The evening when we arrived at our RV park, we walked down to the river that had a little rocked-in swimming hole and 2 guys from the area were down there doing belly flops. They offered us a beer and visited with us about the best things to do in the area. Friendly folks.

The following day we made the trek up to the Kings’s Canyon entrance with the RV which took a bit longer than anticipated because of the curvy narrow mountain road. We stopped at the visitor center in Grant Grove Village and a friendly ranger told us the highlights of the park if we drove down the King’s Canyon Scenic Byway.

We made our way to the General Grant Tree Trail that that led us to the General Grant Tree which, according to the trail guide, is the 3rd largest tree by volume in the world. Calvin Coolidge, president in 1926, designated it as the nation’s Christmas tree. It was a pretty impressive tree and so were all the surrounding sequoias named after states.

Here’s my husband by the Iowa Tree.

We also came across and walked through the “Fallen Monarch” tree that was used as a house by a couple brothers building a cabin in the area and reportedly also used as a hotel, saloon, and even stables for 30+ horses of the cavalry! Impressive to say the least.

It was also really cool to see the different ages of sequoia. The 100-year-old ones planted by folks at the beginning of the century looked like different trees as they were not as red and still had their lower branches. It was also interesting to learn that the small seeds of a sequoia are only released when they are heated by fire. This is an amazing design as older sequoias are largely resistant to fire with their thick layer of sapwood rich with tannin that protects them.

Back in the RV we went to drive down into the canyon with fantastic overlooks along the way.

We eventually came across a sign for Boyden Cave which was in the Sequoia National Forrest area. We parked and walked into the gift shop to learn that they gave cave tours every hour so we signed up for the next one and waited by the beautiful King’s River for it to start. It was one of the most fun things we did all day and my favorite cave tour to date. Our guide, Ely, was super enthusiast as he scurried over the marble pointing out interesting formations. I have only been in limestone caves in the past so it was neat to see the shimmering marble.

The pancake room:

We eventually made it to the end and were given the option to take the “wild” exit following the running creek out of the cave wading though very cold sometimes calf-deep water and often turning sideways to fit through the narrow slots. Our guide gave us an extra flashlight and we were sent on our own to find the exit. It was super fun!
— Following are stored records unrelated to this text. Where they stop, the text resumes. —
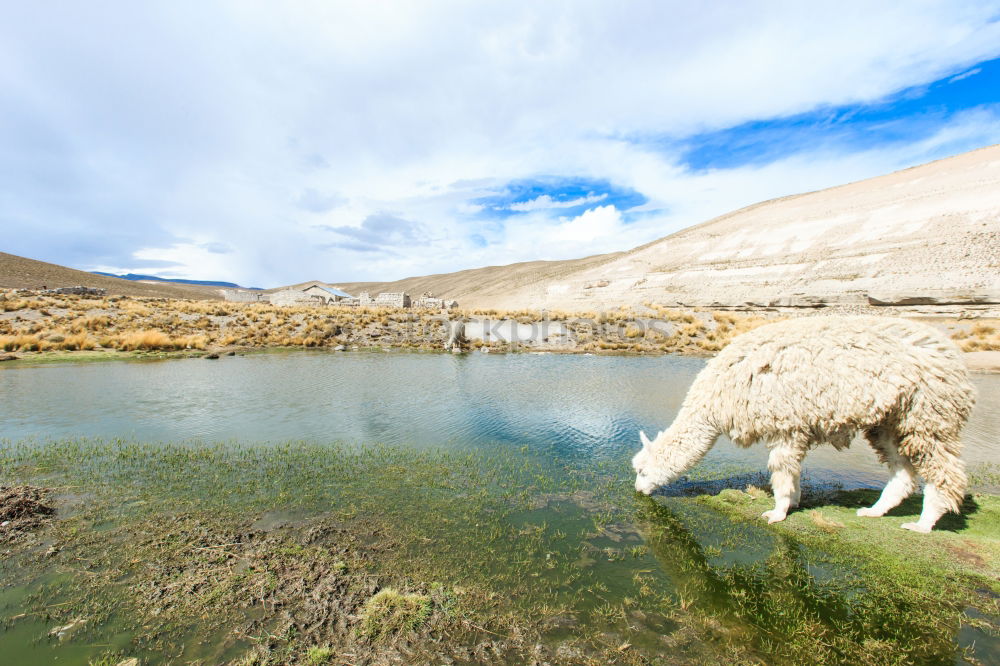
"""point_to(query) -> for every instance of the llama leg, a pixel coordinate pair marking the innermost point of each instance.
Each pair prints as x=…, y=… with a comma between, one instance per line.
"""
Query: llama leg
x=936, y=460
x=935, y=506
x=785, y=463
x=796, y=489
x=902, y=479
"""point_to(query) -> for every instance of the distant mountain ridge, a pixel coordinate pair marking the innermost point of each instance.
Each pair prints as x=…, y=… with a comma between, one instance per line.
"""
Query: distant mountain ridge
x=927, y=234
x=136, y=277
x=23, y=273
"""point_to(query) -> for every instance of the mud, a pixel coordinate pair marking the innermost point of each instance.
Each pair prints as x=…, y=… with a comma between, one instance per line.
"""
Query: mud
x=22, y=509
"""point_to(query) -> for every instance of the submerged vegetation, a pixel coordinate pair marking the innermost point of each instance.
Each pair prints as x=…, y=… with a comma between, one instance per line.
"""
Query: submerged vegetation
x=306, y=553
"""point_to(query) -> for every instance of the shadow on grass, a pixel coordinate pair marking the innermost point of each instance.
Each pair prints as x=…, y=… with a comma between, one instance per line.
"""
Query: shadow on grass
x=910, y=507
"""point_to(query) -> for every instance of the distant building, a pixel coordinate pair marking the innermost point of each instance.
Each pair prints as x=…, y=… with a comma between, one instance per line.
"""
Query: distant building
x=244, y=296
x=293, y=297
x=328, y=295
x=393, y=299
x=77, y=291
x=428, y=301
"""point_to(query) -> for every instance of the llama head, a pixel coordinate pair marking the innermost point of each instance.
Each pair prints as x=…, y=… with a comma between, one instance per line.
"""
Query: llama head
x=648, y=464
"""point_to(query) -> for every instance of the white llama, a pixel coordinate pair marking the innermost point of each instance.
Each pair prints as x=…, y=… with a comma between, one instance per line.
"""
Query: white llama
x=818, y=380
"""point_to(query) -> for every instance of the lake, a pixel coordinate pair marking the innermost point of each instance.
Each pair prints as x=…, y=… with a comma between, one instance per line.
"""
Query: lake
x=590, y=407
x=475, y=477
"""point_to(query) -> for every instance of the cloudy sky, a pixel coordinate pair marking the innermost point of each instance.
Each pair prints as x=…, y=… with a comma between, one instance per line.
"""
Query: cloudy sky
x=269, y=143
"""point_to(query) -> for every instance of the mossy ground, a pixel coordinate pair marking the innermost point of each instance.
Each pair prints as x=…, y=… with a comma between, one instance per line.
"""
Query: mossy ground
x=271, y=554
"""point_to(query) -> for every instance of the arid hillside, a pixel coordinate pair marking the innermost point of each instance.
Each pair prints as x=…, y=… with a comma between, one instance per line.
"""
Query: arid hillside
x=483, y=287
x=929, y=234
x=21, y=273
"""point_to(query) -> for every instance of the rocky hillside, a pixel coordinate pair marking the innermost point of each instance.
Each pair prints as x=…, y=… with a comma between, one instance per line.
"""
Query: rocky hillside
x=929, y=234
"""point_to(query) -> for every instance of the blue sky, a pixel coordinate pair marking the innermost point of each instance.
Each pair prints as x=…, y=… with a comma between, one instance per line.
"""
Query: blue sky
x=269, y=144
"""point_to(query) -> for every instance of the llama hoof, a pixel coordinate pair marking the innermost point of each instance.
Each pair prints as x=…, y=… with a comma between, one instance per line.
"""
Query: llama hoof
x=773, y=516
x=916, y=527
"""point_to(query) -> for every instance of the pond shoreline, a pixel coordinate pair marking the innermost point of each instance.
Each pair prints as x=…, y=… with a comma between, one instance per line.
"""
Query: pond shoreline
x=987, y=362
x=289, y=580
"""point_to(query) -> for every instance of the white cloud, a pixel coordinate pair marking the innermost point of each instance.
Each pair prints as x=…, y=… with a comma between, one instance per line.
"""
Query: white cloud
x=137, y=127
x=546, y=202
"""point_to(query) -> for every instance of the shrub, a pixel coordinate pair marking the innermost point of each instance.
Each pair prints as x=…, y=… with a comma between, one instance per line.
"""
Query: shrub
x=390, y=613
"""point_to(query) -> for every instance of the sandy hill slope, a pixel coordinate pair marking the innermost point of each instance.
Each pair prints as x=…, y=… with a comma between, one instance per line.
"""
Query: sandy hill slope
x=20, y=273
x=930, y=233
x=487, y=285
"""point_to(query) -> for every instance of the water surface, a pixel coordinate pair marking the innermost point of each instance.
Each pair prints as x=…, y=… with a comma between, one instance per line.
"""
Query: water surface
x=580, y=406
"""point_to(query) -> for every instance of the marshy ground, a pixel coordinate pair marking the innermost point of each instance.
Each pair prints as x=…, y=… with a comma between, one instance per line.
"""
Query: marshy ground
x=323, y=553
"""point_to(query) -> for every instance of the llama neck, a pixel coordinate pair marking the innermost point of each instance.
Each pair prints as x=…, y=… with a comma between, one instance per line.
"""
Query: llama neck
x=685, y=442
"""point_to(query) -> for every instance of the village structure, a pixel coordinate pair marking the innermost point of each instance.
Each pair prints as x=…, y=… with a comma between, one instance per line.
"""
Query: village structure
x=317, y=293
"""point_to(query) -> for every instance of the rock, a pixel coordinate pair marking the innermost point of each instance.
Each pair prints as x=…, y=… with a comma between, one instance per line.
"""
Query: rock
x=61, y=632
x=935, y=297
x=733, y=496
x=456, y=336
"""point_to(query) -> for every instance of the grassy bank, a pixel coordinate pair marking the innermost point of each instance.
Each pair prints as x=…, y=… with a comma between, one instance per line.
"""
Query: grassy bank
x=47, y=327
x=325, y=553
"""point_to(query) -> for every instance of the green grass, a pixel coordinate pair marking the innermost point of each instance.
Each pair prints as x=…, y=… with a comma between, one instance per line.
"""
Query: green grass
x=390, y=613
x=295, y=542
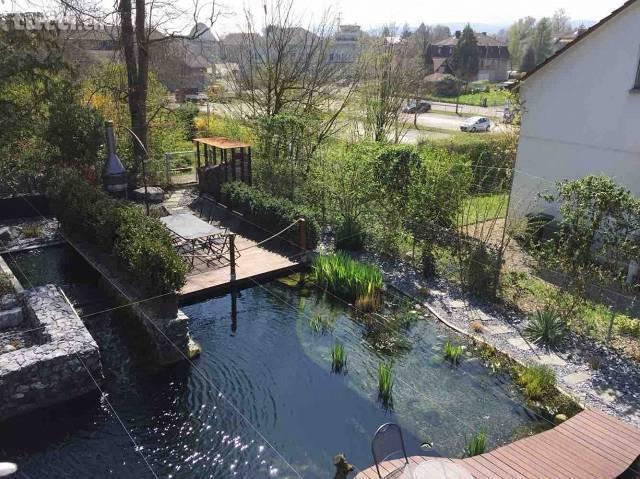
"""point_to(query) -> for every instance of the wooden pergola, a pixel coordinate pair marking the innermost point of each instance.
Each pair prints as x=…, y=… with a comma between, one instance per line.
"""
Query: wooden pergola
x=233, y=156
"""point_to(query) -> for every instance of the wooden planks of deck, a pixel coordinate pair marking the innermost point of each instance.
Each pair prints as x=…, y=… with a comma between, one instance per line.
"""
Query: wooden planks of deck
x=255, y=262
x=589, y=445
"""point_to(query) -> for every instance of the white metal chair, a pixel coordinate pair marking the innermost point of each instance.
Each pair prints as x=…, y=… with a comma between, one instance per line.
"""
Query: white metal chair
x=387, y=444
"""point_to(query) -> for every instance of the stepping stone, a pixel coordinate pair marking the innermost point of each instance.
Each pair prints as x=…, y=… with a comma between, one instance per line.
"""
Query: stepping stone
x=519, y=343
x=551, y=360
x=499, y=329
x=577, y=378
x=456, y=303
x=608, y=395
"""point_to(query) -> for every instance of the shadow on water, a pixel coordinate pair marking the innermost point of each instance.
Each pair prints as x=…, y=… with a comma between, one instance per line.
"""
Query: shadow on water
x=262, y=369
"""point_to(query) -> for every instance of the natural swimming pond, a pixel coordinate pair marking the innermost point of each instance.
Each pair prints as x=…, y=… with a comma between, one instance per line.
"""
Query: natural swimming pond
x=264, y=369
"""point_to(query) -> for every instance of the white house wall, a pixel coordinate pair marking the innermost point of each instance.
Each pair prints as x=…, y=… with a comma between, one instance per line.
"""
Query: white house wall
x=581, y=116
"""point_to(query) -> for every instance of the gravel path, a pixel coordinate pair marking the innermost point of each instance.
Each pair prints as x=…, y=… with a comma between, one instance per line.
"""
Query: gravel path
x=597, y=376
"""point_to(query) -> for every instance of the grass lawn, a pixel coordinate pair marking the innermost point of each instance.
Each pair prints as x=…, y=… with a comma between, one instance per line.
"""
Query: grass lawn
x=494, y=98
x=483, y=208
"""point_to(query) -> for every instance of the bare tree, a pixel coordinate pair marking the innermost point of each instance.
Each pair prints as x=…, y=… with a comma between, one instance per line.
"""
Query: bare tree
x=291, y=90
x=388, y=80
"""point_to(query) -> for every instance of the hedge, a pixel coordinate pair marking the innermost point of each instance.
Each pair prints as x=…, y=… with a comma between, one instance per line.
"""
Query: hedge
x=492, y=158
x=271, y=212
x=141, y=244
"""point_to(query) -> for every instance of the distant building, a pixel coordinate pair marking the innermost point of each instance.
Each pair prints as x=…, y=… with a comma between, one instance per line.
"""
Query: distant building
x=494, y=57
x=346, y=44
x=581, y=116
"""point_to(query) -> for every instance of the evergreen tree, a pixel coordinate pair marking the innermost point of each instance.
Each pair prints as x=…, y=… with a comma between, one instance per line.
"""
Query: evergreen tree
x=465, y=62
x=542, y=39
x=528, y=60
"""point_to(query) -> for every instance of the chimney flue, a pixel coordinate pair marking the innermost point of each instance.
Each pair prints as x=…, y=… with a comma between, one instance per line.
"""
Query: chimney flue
x=114, y=174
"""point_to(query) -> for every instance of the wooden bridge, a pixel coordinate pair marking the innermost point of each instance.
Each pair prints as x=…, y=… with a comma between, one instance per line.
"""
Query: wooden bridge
x=589, y=445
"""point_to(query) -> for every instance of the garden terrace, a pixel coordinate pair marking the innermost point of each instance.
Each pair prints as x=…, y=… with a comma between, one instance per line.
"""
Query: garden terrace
x=589, y=445
x=254, y=260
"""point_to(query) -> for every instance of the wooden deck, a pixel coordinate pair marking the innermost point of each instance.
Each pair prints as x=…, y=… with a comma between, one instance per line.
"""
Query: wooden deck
x=253, y=264
x=589, y=445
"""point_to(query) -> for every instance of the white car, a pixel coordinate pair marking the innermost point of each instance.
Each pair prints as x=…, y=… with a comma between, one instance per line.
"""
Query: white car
x=476, y=123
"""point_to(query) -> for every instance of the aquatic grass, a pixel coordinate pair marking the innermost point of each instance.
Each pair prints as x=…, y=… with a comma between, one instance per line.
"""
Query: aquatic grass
x=320, y=325
x=338, y=358
x=477, y=445
x=31, y=230
x=385, y=384
x=537, y=381
x=349, y=279
x=452, y=352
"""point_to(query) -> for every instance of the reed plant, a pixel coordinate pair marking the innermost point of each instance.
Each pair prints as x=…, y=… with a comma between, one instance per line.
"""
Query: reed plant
x=477, y=445
x=452, y=352
x=338, y=358
x=385, y=384
x=349, y=279
x=320, y=325
x=537, y=381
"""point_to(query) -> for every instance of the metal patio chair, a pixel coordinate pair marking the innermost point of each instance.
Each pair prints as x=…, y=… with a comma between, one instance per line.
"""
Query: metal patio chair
x=387, y=444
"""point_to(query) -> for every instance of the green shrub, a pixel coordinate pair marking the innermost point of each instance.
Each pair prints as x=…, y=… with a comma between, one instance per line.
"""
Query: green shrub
x=477, y=445
x=5, y=284
x=537, y=381
x=492, y=158
x=451, y=352
x=270, y=212
x=350, y=236
x=545, y=328
x=385, y=384
x=346, y=277
x=338, y=358
x=186, y=115
x=140, y=243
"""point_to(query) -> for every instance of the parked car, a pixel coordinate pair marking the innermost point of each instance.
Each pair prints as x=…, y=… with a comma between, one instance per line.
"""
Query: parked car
x=420, y=106
x=476, y=123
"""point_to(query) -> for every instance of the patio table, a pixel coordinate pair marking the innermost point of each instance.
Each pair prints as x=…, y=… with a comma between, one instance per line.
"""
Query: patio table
x=191, y=230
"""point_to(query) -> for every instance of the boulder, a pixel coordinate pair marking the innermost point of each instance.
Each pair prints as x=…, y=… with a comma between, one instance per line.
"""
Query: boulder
x=155, y=194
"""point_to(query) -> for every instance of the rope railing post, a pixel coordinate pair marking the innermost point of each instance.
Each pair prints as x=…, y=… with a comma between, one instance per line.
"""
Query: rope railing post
x=232, y=256
x=302, y=237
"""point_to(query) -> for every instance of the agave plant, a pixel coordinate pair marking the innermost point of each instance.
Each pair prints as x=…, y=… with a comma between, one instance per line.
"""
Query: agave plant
x=545, y=328
x=452, y=352
x=338, y=358
x=385, y=384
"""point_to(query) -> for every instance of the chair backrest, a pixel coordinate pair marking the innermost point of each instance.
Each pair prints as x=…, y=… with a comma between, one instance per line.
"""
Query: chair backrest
x=387, y=443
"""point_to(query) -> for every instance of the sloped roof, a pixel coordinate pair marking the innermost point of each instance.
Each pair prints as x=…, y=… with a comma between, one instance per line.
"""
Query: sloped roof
x=580, y=37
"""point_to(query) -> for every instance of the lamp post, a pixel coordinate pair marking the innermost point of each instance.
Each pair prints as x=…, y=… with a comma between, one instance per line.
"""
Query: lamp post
x=144, y=169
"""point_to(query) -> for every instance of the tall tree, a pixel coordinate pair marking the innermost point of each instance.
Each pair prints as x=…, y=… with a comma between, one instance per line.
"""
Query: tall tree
x=528, y=60
x=542, y=39
x=560, y=23
x=519, y=35
x=388, y=79
x=465, y=62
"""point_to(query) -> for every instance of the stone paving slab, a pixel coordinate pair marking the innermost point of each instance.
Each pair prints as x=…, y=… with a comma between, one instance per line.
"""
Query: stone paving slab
x=577, y=378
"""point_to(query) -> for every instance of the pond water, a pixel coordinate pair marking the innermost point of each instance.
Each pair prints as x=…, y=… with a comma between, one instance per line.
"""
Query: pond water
x=263, y=383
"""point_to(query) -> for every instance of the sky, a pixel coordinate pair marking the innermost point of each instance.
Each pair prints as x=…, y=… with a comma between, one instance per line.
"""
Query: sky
x=484, y=15
x=375, y=13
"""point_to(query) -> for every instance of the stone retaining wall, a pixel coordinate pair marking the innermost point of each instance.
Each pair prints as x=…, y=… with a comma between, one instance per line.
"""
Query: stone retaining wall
x=51, y=371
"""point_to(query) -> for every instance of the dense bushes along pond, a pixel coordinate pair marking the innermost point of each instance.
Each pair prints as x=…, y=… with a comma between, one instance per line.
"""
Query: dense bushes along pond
x=271, y=212
x=140, y=243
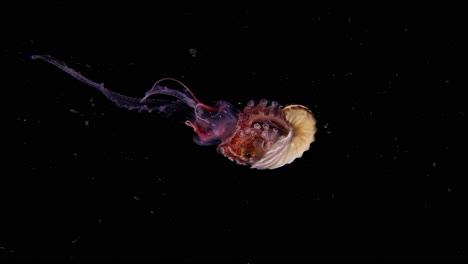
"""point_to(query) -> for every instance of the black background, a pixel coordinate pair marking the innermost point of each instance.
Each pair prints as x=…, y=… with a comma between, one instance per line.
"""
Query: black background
x=86, y=180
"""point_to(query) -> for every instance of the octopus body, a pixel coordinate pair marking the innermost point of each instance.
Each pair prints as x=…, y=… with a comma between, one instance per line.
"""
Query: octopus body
x=269, y=136
x=262, y=136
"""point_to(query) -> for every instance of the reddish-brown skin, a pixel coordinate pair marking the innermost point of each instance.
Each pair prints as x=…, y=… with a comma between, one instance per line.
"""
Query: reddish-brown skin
x=258, y=128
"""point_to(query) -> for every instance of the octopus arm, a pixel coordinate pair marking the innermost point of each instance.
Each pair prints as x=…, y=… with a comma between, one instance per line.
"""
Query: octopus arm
x=287, y=149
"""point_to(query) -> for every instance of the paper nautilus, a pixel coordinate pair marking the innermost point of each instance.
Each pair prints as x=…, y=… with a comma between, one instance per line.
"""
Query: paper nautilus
x=263, y=135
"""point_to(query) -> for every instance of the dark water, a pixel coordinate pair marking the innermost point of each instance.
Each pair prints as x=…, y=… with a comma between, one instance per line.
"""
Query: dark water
x=86, y=180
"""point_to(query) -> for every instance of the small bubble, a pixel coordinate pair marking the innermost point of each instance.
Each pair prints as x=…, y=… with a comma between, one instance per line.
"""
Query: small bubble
x=193, y=52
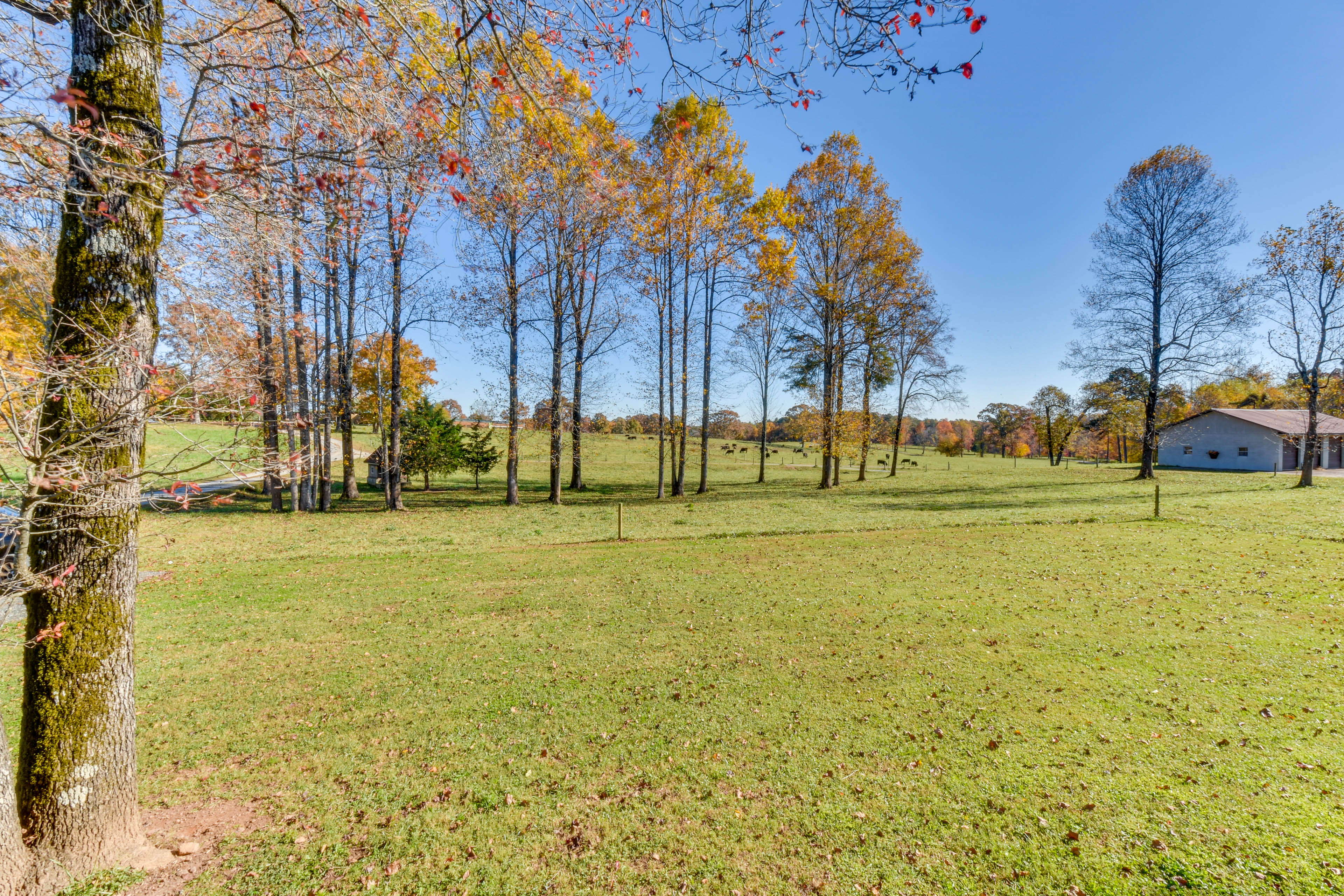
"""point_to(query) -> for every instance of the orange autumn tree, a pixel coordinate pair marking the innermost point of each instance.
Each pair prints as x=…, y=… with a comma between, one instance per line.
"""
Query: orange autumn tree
x=371, y=377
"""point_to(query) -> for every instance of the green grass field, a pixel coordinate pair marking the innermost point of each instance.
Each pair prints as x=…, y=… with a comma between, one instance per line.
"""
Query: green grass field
x=967, y=680
x=202, y=452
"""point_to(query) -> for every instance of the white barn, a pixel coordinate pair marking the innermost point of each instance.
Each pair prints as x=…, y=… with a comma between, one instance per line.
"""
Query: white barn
x=1233, y=439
It was a decent little climb to get up to the cave but the views were gorgeous of the canyon and the river below:

Back in the RV, we drove to the end of the King’s Canyon Scenic Byway to Zumwalt Meadow but not before we stopped at 2 great falls to see the power of King’s River, Grizzly Falls and Roaring River Falls.

We finally made it to the meadows and then turned around to climb back out of the canyon and back to Three Rivers. We stopped once at Knapp’s Cabin which was a storage shed built in 1925 when George Knapp, founder of Union Carbide, would camp out there. It was a beautiful setting.

This park was not busy at all and was a nice break from the crowds at Yosemite. I didn’t have to pull over our rig very many times as we slowly climbed out. We stopped at a couple more overlooks as the Sierra Nevadas were so pretty as the sun went down.

We finally made it out of the canyon and decided to make one last stop and walk the sequoia graveyard along the Big Stump Trail by the visitor center just before leaving the park. We set out to find the Mark Twain Stump that was cut down in 1891 to be displayed at museums in New York and London. The irony was that as these trees were attempted to be harvested for lumber, they were so large and brittle that they just splintered when they fell so they were only made into matches and fence posts. These trees are hardy so the stumps are still well preserved. There were a few standing beauties along the trail as well. Another interesting fact I learned was that their roots only descend about 5 feet into the ground but can extend outwards of 100 feet.

As we wound down the mountain toward 3 Rivers we saw the most gorgeous sunset and stopped to take it in. It was a long day at King’s Canyon but I learned a lot and saw so much.

The next day we headed to Sequoia National Park after sleeping in a bit. We took our scooters this time since we were close to the Foothills Visitor Center. We got there around 11 am, in time to book a tour of Crystal Cave at noon. Apparently there are over 300 caves in this park.

We started out on Generals Highway which has the most hair-pin turns of all the national park roads we’ve been on so far. We climbed up the mountain since the sequoia grove only grow in this specific region between 5,000 and 7,000 feet. They need moist, not soggy, soil to flourish. It felt good to feel the temperature decrease dramatically as we reached the top. Since the speed limit was 25 mph, the scooters did just fine, though on a few of those turns I felt like I was going to fly off the mountain.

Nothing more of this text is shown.